Ahmad Reaz, Ronika and Munir believe that the major international events held in Bangladesh, especially the Cricket World Cup 2011, the biennial Chobi Mela (the largest photography exhibition in Asia) and the annual Bengal Classical Music Festival that “put Bangladesh on the map for all the right reasons” were indeed one of the country’s greatest achievements. The World Cup did bring a fresh new interest in cricket into our lives, the music fest allowed a greater portion of this generation to appreciate classical music for what it is, and Chobi Mela facilitated photographers from different countries to interact with each other and inspired other Asian countries to hold festivals of this kind. Then there was the World Universities DC 2012: ESL Championship (as opinioned by Mastura), where Bangladesh “basically beat the smartest university students in the world” in debate.
Probir says, “Retrieving the remains of Bir Sreshtho Flight Lieutenant Matiur Rahman from Pakistan, where he was initially buried, and finally being able to unite him to the land he died fighting for” in June 2006 and reburial in the Martyred Intellectuals’ Graveyard in Mirpur was one of the country’s greatest victories. In Ushra’s opinion, it was the Shahbagh Movement: “An impulsive generation that is willing to take to the streets, once united for something good. I’m still an avid supporter of the initial concept of the movement and our ability to fight for what we really want. It took an inevitable turn for the worse but the initial fire, rage, passion and love for the motherland was what I admire.”
Maliha says, “I think Bangladesh’s greatest victory, as a collective of diverse people, has to be in its talent and ability to host and welcome. No matter what this nation has seen, no matter how hard the corrupt try and even succeed in turning this place into a hellhole, I don’t think I’ve seen or known other people so warm and welcoming despite it all. It doesn’t matter if the poorest here can’t find any way out of poverty and injustice, they have hearts of gold and smiles full of life. The people of Bangladesh are always ready to make you feel at home. In spite of the corruption, the violence and the stains that years of political instability has marked our reputation with, we are ready to believe that we can win people’s hearts. And we do too, as we reach out to the world more and more and it reaches out to us. Bangladesh’s greatest victory is in how the people of this nation, rooting from different corners, can feel as a whole, as one, taking pride in its culture, traditions and the simple joys.” Zoheb, too, thinks that despite non-stop chaos, “the thousands who say ‘no’ to violence and petty feuds and go to work every day in a country where stepping out of your home can mean dying, trapped in a burning vehicle” is indeed our finest achievement.

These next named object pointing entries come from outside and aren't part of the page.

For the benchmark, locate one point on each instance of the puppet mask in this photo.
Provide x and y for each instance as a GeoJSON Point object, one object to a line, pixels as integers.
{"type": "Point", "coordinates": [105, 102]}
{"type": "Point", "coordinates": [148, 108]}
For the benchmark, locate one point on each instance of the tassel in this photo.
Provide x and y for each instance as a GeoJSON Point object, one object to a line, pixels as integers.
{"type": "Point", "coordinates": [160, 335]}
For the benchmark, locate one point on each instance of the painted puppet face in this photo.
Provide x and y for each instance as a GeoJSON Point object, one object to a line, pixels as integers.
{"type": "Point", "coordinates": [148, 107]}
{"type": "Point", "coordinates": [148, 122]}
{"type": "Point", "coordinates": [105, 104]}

Or not. For Muhtasim and Sakib, the people of this country have been constantly losing since their greatest victory — independence in 1971. Is it true? The 30 lakh lives sacrificed for us to breathe in a free country — all in vain?
We are a young nation, still striving for a better future, for ourselves and the nation as a whole. In Shoib’s words, “Our greatest victory so far is an entire generation of enlightened souls — writers, artists, musicians, philosophers and thinkers — all clawing their way out of the grave that the Pakistani Army dug for us in their final death blow. They killed our best and our brightest when they saw that they would lose, and today, after 42 years of independence, we’re slowly finding our foothold in this world. That has been our greatest achievement so far in my eyes, and the most significant.
Food production has increased three and a half times. The fertility rate has been managed down to almost replaceable level. The RMG industry has flourished and made it to the top. Bangladesh contributes the highest number of troops to United Nations Peacekeeping Operations. Highways and new infrastructure are being built. The country is moving forward despite everything that holds it back, and deterrents are many. And then there are the individual victories, however small or big, of the people that reside here: of PhDs who come back from abroad to contribute to their country by teaching here, the hard working farmer who is able to open up his own business, the housewife raising a child who attains top scores in O/A Levels beating peers across the world.
Yes, Bangladesh is imperfect and the list of its flaws can go on but in spite of all that, we keep growing. One victory at a time.